45. The test strip of claim 31 , wherein the attraction zone, reaction zone and barrier zone is disposed on a common strip of substrate material.

46. The test strip of claim 45, further comprises a default zone between the reaction zone and attraction zone.

47. The test strip of claim 31 further comprising a scaffolding structure to supporting the attraction zone, reaction zone and barrier zone.

48. The test strip of claim 31 further comprising a case that encloses the entire barrier zone, reaction zone and a substantial portion of the first attraction zone.

49. The test strip of claim 48, wherein the case has an enclosed first end and an open second end, and the attraction zone extends outside of the case through the open second end.

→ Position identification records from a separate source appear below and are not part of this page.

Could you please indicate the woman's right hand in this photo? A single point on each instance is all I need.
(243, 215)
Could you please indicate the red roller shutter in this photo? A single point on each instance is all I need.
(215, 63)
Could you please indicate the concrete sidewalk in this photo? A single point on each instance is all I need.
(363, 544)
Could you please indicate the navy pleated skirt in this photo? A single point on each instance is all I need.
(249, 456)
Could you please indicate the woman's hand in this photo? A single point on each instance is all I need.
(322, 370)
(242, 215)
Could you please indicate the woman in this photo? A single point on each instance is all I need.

50. A method of testing a water sample for bacterial contamination using a test strip, the method comprising: inducing a chemotactic response of the bacteria present in the water towards an attraction zone at a first end of the test strip containing a chemoattractant by establishing a chemoattractant concentration gradient in the water; providing a reaction zone for testing the water for the presence of bacteria;

directing progression of the water and migration of the bacteria from the attraction zone at the first end of the test strip to a reaction zone; and inhibiting progression of the water and migration of the bacteria to a second end of the test strip and away from the reaction zone by establishing a barrier zone at the second end of the test strip.

51. The method of claim 50, wherein the attraction zone is insertable into the water being tested to induce the chemotactic response of the bacteria in the water to the test strip.

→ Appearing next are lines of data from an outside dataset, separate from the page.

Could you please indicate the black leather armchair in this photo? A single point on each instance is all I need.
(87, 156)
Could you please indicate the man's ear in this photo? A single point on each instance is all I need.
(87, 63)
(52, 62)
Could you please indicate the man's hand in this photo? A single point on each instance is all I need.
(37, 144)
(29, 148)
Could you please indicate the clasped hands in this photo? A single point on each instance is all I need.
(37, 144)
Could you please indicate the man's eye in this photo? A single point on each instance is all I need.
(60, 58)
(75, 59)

52. The method of claim 50 further comprising generating a visually observable change in the reaction zone in the presence of bacteria in the reaction zone.

53. Systems comprising any new, inventive feature, combination of features, or

subcombination of features disclosed herein.

54. Methods comprising any new, inventive step, act, combination of steps and/or acts, or sub-combination of steps and/or acts described herein.

55. Kits comprising any new, inventive feature, combination of features, or subcombination of features disclosed herein.